Вихри искр взмывали к небу, словно души предков, бегущие от позора. С башен грохотом низвергались каменные горгульи, не в силах вынести зрелища гибели того, что должны были охранять.

Видение отпустило Каэлана так же внезапно, как и настигло. Он дернулся всем телом, с силой выдохнув воздух, которого, казалось, не вдыхал все это время. Его глаза вернулись на место. Они были полны ужаса.

Лорд Дариан, бледный, смотрел на него, ожидая вердикта.

Каэлан медленно поднялся. Ноги его дрожали. Он посмотрел на лорда – этого гордого воина, чей род будет стерт с лица земли очищающим огнем. Он увидел в его взгляде не просто страх – отчаяние загнанного зверя. И шаман солгал. Не из милосердия. Из страха. Страха перед тем, кто придет в этот дом, и страха перед тем, кто сидел перед ним сейчас. Правда могла заставить Дариана сделать что-то безумное, что лишь приблизило бы пророчество.

– Ну? – просипел Дариан. – Что ты видел?

Каэлан отвел взгляд в сторону потухающего камина.

– Я видел конец ваших мук, лорд, – голос шамана был глух и безжизнен. – Вы перестанете видеть это лицо завтра.

Дариан тяжело рухнул в кресло, закрыв лицо руками. Облегчение, горькое и пьянящее, затопило его.

Он не видел, как шаман, не прощаясь, поспешно вышел из библиотеки, стирая с ладоней липкий пот.

Он не видел, как леди Элиана в тени соседней галереи метнулась за Каэланом.

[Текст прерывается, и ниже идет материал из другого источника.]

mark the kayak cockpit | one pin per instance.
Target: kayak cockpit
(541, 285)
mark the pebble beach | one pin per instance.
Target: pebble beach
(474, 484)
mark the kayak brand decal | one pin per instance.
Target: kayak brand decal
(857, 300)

Он не знал, что шаман сказал правду лишь наполовину. Лицо он и вправду перестанет видеть.

Завтра.

***

Тень, отделившаяся от колоннады, была бесшумной и легкой, как паутина. Шаман Каэлан уже почти достиг края парадного двора, когда до него донесся шелест бархата и тихий, но не допускающий возражений голос.

– Остановись.

Он обернулся. Леди Элиана стояла, закутавшись в плащ, цветом напоминавший пепел. Луна, вырвавшаяся из-за туч, серебрила ее неподвижное лицо. Она не походила на женщину, только что покинувшую уют библиотеки – в ее позе была решимость охотника, перегородившего зверю тропу.

– Ты солгал ему, – произнесла она без предисловий. Это был не вопрос, а констатация факта.